Base (Private) Module: parsers/_pdftextparser.py

Purpose:

This module provides the logic for parsing text from a PDF document.

Platform:

Linux/Windows | Python 3.10+

Developer:

J Berendt

Email:

development@s3dev.uk

Attention

This module is not designed to be interacted with directly, only via the appropriate interface class(es).

Rather, please create an instance of a PDF document parsing object using the following:

Note

Multi-processing

Text extraction through multi-processing has been tested and is not feasible due to an error indicating the pdfplumber.page.Page object can not be pickled. This object was being passed into the extraction method as the object contains the extract_text() function.

Additionally, multi-threading has also been tested and it was determined to be too complex and inefficient. This was tested using the concurrent.futures.ThreadPoolExecutor class and two documents, 14 and 92 pages; the timings are shown below. The multi-threaded approach took longer to process and added unnecessary complexity to the code base. As a side-effect, the pages are processed and stored out of order which would require a re-order, adding more complexity.

It has therefore been determined that this module will remain single-threaded.

Multi-Thread Timings

  • Single-threaded:

    • 14 page document: ~2 seconds

    • 92 page document: ~32 seconds

  • Multi-threaded:

    • 14 page document: ~2 seconds

    • 92 page document: ~35 seconds

class _PDFTextParser(path: str)[source]

Bases: _PDFBaseParser

Private PDF document text parser intermediate class.

Parameters:

path (str) – Full path to the PDF document.

Example:

Extract text from a PDF file:

>>> from docp import PDFParser

>>> pdf = PDFParser(path='/path/to/myfile.pdf')
>>> pdf.extract_text()

# Access the content of page 1.
>>> pg1 = pdf.doc.pages[1].content
extract_text(*, remove_header: bool = False, remove_footer: bool = False, remove_newlines: bool = False, ignore_tags: set = None, convert_to_ascii: bool = True, **kwargs)[source]

Extract text from the document.

If the PDF document contains ‘marked content’ tags, these tags are used to extract the text as this is a more accurate approach and respects the structure of the page(s). Otherwise, a bounding box method is used to extract the text. If instructed, the header and/or footer regions can be excluded.

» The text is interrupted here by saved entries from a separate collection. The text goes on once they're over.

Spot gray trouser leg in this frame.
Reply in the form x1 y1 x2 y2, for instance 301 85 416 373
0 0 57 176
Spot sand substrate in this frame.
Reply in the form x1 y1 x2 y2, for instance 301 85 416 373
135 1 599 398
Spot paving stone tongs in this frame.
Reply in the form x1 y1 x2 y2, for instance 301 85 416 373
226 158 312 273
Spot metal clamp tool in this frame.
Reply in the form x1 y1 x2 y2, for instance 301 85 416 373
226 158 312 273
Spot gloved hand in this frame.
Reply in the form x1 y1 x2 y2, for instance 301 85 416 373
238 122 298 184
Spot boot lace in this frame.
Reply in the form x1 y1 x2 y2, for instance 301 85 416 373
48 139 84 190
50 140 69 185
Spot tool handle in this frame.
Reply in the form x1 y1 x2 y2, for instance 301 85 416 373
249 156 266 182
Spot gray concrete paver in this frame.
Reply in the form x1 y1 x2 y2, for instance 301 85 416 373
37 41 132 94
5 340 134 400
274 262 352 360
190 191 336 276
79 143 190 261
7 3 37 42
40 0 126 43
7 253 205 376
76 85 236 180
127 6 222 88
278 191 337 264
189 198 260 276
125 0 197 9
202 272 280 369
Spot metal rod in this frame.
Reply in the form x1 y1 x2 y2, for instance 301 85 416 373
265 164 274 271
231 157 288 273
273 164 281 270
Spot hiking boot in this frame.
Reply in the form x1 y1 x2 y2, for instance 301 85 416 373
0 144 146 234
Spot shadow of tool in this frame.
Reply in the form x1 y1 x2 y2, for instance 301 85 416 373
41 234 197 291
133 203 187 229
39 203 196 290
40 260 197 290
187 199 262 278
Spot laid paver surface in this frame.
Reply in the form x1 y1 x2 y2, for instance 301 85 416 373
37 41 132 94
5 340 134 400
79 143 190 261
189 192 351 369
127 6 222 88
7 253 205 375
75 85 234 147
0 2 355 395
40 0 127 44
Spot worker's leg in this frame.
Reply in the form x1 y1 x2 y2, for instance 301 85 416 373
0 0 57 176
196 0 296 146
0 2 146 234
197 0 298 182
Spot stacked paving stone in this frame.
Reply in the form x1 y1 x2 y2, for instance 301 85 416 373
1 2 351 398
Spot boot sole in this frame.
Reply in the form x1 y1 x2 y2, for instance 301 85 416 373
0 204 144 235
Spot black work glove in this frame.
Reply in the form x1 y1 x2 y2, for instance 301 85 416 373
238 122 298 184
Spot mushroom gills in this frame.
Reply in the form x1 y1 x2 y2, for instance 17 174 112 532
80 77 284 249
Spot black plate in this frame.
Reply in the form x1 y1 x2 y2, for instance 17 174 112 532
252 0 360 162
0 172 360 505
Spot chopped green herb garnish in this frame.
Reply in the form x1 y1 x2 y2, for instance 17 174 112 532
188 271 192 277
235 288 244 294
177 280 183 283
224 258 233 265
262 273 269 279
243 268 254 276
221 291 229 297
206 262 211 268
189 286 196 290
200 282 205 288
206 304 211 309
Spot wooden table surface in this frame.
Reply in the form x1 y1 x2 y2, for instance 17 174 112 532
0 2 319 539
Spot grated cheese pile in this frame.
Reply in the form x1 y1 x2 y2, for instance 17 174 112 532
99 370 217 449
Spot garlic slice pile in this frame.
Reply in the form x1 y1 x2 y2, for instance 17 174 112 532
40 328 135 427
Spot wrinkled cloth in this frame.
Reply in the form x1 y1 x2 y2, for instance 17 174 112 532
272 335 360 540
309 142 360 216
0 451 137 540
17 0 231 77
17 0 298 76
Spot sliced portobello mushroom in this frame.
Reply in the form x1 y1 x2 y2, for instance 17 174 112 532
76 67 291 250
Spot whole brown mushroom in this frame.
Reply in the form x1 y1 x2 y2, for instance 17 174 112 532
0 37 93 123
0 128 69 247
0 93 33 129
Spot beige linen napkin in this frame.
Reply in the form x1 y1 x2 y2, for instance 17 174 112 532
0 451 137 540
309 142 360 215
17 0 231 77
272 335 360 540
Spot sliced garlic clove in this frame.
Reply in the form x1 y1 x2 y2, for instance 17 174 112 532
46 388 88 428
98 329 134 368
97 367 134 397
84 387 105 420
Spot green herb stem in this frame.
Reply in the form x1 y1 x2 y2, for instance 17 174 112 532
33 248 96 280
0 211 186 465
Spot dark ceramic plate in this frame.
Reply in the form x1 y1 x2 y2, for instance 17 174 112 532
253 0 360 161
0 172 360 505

A list of pages, with extracted content can be accessed using the self.doc.pages attribute.

Parameters:
  • remove_header (bool, optional) – If True, the header is cropped (skipped) from text extraction. This only applies to the bounding box extraction method. Defaults to False.

  • remove_footer (bool, optional) – If True, the footer is cropped (skipped) from text extraction. This only applies to the bounding box extraction method. Defaults to False.

  • remove_newlines (bool, optional) – If True, the newline characters are replaced with a space. Defaults to False.

  • ignore_tags (set, optional) – If provided, these are the PDF ‘marked content’ tags which will be ignored. Note that the PDF document must contain tags, otherwise the bounding box method is used and this argument is ignored. Defaults to {'Artifact'}, as these generally relate to a header and/or footer. To include all tags, (not skip any) pass this argument as 'na'.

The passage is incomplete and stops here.